Directed by first-time filmmaker Paul Dano who is best known as a critically acclaimed actor in such films as 2006’s Little Miss Sunshine and 2007’s There Will Be Blood, Wildlife is a slow burn emotionally subdued independent drama revolving around a dysfunctional marriage and is marked by terrific acting performances from the leads. Beautifully set in the 1960s in the small town of Great Falls, Montana, the film follows a young married couple Jeannette, played by the Oscar-nominated British actress Carey Mulligan, and Jerry Brinson, played by the Oscar-nominated American actor Jake Gyllenhaal, who are undergoing extreme marital difficulties after Jerry gets fired from his job as a golf pro.

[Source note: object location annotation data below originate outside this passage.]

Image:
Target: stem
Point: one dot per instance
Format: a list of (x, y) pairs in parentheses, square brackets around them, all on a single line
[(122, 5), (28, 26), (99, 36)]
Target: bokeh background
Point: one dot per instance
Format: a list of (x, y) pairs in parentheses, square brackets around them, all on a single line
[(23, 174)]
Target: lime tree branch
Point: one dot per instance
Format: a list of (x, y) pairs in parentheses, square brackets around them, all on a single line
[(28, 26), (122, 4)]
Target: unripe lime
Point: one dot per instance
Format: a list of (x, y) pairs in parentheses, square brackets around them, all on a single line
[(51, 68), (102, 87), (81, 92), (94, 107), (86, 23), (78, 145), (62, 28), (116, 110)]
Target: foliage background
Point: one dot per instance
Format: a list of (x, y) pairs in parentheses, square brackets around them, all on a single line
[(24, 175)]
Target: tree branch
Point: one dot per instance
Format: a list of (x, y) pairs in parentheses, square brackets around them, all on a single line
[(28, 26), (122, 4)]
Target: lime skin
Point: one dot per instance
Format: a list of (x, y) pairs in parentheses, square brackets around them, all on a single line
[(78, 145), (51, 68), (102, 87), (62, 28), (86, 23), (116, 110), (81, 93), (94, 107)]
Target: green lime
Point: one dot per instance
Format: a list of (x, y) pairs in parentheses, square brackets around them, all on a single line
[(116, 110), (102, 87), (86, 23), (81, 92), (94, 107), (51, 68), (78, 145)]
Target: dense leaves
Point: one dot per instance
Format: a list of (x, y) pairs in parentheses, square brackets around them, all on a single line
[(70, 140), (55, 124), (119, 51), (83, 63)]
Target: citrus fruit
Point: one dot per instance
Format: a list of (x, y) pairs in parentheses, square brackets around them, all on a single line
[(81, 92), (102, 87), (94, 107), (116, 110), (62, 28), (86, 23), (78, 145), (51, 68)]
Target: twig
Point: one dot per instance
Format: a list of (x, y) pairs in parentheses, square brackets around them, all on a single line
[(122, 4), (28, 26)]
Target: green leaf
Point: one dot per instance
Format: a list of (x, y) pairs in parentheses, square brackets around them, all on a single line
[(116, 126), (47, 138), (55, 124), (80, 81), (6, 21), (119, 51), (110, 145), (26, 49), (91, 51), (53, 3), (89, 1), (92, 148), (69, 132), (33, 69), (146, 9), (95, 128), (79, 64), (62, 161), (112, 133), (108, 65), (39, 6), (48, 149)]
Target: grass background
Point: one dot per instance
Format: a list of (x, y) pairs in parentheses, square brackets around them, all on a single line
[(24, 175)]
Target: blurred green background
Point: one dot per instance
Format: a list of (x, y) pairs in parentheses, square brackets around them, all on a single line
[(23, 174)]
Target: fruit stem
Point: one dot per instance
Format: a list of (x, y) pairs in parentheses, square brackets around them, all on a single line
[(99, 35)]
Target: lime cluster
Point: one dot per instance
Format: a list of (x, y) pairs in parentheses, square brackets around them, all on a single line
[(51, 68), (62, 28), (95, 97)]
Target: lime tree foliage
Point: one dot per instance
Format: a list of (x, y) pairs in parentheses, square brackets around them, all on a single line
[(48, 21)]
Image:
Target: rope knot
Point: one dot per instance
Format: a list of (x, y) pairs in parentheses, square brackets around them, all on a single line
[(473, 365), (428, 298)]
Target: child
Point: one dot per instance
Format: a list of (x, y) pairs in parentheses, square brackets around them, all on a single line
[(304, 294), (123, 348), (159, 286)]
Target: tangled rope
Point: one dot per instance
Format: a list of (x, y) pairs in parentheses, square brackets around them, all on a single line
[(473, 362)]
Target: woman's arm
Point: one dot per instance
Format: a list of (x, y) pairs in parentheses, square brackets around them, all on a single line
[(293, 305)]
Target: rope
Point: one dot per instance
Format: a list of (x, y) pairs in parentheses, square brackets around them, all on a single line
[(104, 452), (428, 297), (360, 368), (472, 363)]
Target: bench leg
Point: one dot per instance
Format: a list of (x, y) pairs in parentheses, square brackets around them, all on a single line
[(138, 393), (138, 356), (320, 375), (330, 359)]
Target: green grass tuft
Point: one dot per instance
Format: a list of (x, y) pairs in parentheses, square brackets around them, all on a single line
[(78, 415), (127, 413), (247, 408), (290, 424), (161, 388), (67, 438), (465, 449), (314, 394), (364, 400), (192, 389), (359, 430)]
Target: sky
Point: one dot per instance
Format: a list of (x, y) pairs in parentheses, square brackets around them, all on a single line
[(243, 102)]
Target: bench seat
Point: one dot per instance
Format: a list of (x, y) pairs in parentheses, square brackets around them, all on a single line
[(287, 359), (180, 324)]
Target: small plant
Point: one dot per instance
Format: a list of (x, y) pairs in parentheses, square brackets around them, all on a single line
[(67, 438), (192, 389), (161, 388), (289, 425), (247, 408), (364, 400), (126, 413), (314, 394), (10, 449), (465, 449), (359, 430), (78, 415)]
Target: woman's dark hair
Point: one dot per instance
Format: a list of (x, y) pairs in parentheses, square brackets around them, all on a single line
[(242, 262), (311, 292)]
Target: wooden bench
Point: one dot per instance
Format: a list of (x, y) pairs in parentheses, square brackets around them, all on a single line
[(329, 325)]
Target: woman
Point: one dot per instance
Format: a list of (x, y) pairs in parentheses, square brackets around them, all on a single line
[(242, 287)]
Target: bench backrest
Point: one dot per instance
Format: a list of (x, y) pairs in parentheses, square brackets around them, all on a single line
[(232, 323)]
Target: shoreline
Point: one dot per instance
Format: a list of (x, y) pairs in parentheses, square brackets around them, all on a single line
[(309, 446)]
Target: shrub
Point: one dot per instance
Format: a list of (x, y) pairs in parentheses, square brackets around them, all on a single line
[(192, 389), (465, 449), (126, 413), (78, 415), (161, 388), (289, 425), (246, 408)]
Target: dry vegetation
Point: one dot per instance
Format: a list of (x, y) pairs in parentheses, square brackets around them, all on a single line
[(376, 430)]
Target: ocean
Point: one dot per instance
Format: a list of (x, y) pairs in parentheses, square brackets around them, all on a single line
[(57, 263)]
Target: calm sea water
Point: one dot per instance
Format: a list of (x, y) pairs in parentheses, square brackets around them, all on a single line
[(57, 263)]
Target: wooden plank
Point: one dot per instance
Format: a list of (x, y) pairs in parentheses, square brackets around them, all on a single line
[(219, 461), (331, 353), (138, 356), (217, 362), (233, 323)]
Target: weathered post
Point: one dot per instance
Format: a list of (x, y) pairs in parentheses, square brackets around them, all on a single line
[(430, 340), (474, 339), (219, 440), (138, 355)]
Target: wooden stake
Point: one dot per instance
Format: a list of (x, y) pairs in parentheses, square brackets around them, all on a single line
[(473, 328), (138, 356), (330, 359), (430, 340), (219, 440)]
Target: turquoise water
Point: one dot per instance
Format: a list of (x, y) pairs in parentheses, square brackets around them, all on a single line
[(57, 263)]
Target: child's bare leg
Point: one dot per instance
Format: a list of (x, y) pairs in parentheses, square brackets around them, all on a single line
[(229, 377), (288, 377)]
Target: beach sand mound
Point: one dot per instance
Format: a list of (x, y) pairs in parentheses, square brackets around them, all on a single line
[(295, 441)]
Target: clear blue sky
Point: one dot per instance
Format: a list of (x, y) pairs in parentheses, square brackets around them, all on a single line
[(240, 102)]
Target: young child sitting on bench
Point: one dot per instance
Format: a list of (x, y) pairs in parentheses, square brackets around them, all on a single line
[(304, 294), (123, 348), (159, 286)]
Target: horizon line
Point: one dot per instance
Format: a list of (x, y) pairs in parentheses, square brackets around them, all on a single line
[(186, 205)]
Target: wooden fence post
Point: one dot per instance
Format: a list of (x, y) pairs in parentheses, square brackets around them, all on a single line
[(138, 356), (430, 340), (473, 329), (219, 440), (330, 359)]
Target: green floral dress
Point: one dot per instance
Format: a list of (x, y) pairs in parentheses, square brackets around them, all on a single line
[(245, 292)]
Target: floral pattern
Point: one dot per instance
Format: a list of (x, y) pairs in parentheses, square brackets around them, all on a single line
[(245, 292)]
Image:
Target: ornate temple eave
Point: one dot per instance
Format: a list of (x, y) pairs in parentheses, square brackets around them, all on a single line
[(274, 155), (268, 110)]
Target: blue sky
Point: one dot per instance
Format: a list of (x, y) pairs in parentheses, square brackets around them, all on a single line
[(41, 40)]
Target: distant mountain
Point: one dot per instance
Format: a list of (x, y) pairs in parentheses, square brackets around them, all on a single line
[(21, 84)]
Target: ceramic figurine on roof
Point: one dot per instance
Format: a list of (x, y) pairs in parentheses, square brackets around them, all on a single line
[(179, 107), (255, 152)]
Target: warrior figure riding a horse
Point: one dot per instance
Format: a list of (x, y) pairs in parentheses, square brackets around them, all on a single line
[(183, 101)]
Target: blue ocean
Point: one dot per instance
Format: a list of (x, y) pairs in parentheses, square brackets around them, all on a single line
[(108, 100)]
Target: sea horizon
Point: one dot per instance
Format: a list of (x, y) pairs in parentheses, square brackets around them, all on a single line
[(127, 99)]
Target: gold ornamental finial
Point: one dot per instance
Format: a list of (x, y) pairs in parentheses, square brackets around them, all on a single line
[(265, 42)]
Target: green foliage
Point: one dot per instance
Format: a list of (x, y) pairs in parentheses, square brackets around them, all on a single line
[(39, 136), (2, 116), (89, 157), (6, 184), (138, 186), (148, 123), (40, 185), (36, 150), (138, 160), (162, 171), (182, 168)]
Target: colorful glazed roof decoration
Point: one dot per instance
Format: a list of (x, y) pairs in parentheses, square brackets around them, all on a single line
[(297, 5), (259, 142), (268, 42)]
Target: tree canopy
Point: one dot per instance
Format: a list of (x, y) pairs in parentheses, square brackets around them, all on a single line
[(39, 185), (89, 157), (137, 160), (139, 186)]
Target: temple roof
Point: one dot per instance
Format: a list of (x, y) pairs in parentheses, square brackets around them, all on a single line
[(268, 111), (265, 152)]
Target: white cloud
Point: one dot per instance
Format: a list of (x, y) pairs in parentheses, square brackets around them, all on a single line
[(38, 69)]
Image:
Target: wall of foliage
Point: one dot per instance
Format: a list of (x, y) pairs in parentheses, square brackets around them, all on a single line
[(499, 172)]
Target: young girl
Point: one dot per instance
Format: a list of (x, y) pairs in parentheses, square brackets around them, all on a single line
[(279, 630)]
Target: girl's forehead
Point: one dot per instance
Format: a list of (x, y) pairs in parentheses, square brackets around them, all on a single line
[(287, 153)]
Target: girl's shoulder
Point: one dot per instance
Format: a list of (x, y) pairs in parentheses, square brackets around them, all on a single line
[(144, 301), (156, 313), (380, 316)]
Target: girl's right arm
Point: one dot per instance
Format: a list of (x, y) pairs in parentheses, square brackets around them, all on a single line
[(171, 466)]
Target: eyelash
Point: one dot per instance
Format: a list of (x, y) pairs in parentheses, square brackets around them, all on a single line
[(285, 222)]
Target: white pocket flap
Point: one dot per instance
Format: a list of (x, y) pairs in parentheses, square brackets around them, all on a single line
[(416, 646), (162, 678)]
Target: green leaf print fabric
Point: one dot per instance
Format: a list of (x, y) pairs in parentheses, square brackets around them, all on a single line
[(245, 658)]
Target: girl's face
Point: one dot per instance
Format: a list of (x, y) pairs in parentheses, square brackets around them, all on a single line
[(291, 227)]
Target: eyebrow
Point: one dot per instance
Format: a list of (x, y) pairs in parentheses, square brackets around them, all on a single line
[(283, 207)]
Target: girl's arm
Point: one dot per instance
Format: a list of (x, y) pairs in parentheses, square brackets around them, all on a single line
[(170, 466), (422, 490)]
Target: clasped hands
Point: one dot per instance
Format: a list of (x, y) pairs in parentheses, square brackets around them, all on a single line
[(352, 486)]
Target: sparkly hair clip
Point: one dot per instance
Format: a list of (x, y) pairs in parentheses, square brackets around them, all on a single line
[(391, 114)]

Much of the film is from the eyes of their fourteen-year-old son Joe, played by newcomer Ed Oxenbould, who is witnessing the disintegration of his parents’ marriage as he is coming of age himself in a new community trying to make his own friends. Metaphorically representing the slowly faltering marriage, a large looming wildfire is encroaching on the town, which forces Jerry to haphazardly decide to become a firefighter fighting the large fire in the open wilderness of Montana. As he is away from the family during an extended time, the increasingly restless Jeannette rebelliously decides to have her own life even at the peril of neglecting her son. Consequently, she begins a romantic relationship with a wealthy and much older car dealer named Warren Miller, played by Emmy Award-nominated actor Bill Camp, and rather brazenly reveals her extramarital affair to the confused Joe. To a rather remarkable degree, the first-time director deftly crafts an intimate glimpse into a disintegrating marriage that has profound effects on the child, all set against the backdrop of the open spaces of Montana in which wildlife and wildfires are as destructive as the flawed relationships depicted in the film. The movie takes a careful route that details what it must feel like to be in a slowly dying marriage in which the separation evolves over time and does not occur in drastic fashion, similar to what it must be like be in real life. Overall, I found it to be the ultimate actors’ film that allows the extremely talented actors to shine in a well-crafted drama that is neither over-the-top or sensational; the top-notch performances allow the filmmaker to portray the tragic and unavoidable consequences of being in a hopelessly irreparable romantic relationship.